Como se observa, a área em questão recebeu o último ingrediente que faltava para se transformar, literalmente, em um inferno: o fogo. Enquanto isso, os Estados Unidos seguem apresentando planos e mais planos, frágeis e provisórios, vazios e por isso inexeqüíveis, solenemente ignorados pelo truculento agressor.

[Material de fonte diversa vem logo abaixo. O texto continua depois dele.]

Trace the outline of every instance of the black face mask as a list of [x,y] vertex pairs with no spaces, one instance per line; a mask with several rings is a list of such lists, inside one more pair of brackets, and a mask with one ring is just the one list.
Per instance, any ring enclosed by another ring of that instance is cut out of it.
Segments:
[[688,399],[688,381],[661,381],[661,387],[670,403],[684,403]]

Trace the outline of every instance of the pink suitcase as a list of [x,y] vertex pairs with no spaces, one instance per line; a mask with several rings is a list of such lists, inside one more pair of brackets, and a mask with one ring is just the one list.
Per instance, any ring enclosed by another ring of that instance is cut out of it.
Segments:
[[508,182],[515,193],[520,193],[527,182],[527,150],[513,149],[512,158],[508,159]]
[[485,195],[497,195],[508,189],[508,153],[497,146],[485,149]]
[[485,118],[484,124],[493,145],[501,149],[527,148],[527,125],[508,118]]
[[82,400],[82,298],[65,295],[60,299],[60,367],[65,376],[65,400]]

O último deles foi apresentado, ontem, e resumido pelo chanceler israelense, Yitzhak Shamir, ao Parlamento, e, como os anteriores, foi rejeitado. Os principais tópicos dessa proposta eram os seguintes:

1º.) As tropas israelenses retiram-se a alguns quilômetros de Beirute. 2º.) As forças palestinas são retiradas do setor Oeste da cidade, com suas armas pessoais de defesa. 3º.) Uma unidade naval norte-americana assegura a proteção da retirada dos guerrilheiros da OLP. 4º.) Embarque dos palestinos para o porto egípcio de Lataquia, de onde seguem para diversos países árabes. 5º.) Uma força internacional, franco-norte-americana, toma posição em Beirute Oeste. 6º.) O exército regular libanês assume o controle desse setor da cidade. 7º.) Estabelece-se um governo estável e soberano no Líbano. 8º.) A OLP é autorizada a manter uma representação política no Líbano. 9º.) Duas pequenas unidades militares da OLP serão integradas ao exército regular libanês, retirando-se do país posteriormente, quando outras forças estrangeiras também se retirarem.

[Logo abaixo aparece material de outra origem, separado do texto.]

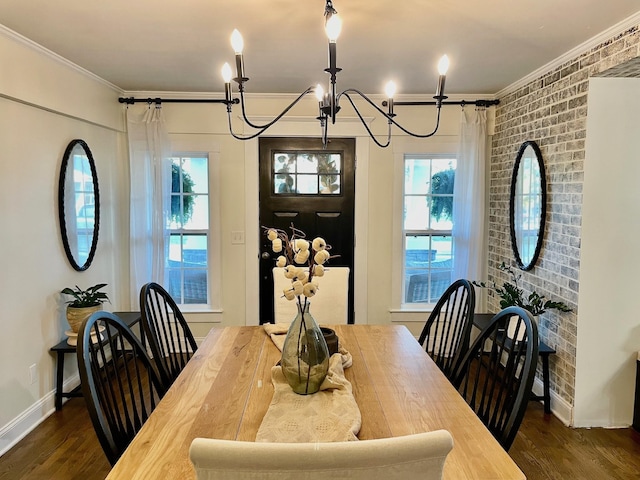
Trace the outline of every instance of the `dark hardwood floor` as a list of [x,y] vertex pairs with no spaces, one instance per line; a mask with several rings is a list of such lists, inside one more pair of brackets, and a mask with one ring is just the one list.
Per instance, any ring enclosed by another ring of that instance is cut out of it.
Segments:
[[[529,480],[640,479],[640,433],[567,428],[536,402],[509,454]],[[0,457],[0,480],[98,480],[109,469],[82,398],[69,400]]]

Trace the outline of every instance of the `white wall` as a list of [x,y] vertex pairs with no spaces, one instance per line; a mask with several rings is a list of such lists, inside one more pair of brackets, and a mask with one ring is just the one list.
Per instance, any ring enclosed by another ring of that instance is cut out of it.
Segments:
[[640,80],[592,78],[573,424],[628,426],[640,350]]
[[[113,305],[128,303],[122,288],[122,226],[114,215],[126,191],[118,93],[86,72],[0,28],[0,453],[53,408],[55,358],[64,338],[60,290],[108,283]],[[67,144],[90,146],[104,216],[94,262],[76,272],[66,259],[58,225],[57,189]],[[66,379],[76,369],[69,357]],[[29,367],[37,379],[30,381]]]

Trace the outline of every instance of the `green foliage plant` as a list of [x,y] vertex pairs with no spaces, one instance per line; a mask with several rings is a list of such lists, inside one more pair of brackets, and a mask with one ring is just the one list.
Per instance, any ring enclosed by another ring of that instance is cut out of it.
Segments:
[[[173,163],[171,165],[171,191],[173,193],[181,192],[187,195],[171,195],[171,220],[177,224],[184,225],[191,219],[193,215],[193,204],[196,195],[193,193],[195,182],[189,173],[182,171],[182,189],[180,189],[180,167]],[[182,199],[182,208],[180,208],[180,199]]]
[[61,293],[73,297],[73,300],[68,300],[67,302],[65,302],[68,303],[70,307],[95,307],[96,305],[100,305],[104,302],[111,302],[106,293],[99,291],[106,286],[106,283],[99,283],[97,285],[94,285],[93,287],[89,287],[86,290],[83,290],[76,285],[75,289],[67,287],[62,290]]
[[495,282],[476,282],[475,280],[471,283],[476,287],[488,288],[496,292],[500,297],[501,309],[511,306],[522,307],[534,316],[542,315],[547,310],[559,310],[561,312],[572,311],[565,303],[545,300],[544,295],[540,295],[535,291],[529,294],[528,297],[525,297],[524,290],[518,285],[518,280],[520,280],[522,274],[518,275],[513,267],[504,262],[500,264],[498,269],[507,272],[511,276],[511,281],[504,282],[502,286],[498,286]]
[[436,220],[453,218],[453,184],[456,171],[448,168],[431,176],[431,216]]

O plano, como se vê, não é de todo mau. Mas por que Israel deveria aceitar essas imposições, se pode obter tudo o que quiser, sem precisar fazer nenhuma concessão? Quem vai obrigar Begin, Sharon e o comandante das Forças Armadas, Rafael Eitan, a ceder no que quer que seja?

Quem poderia fazê-lo desde o princípio, o presidente norte-americano Ronald Reagan, não teve grandeza suficiente para isso. Ou não teve visão política ou, então, quem sabe, vontade. E os europeus, por seu turno, continuam com seu complexo de culpa, em relação ao filho travesso, com o qual foram covardes demais em passado relativamente recente. Por isso, ficam inibidos em coibir suas macabras traquinagens, mesmo que elas possam, a longo prazo, incendiar a casa toda. Isto é, o mundo inteiro...

(Comentário apresentado na Rádio Educadora de Campinas, em 8 de julho de 1982).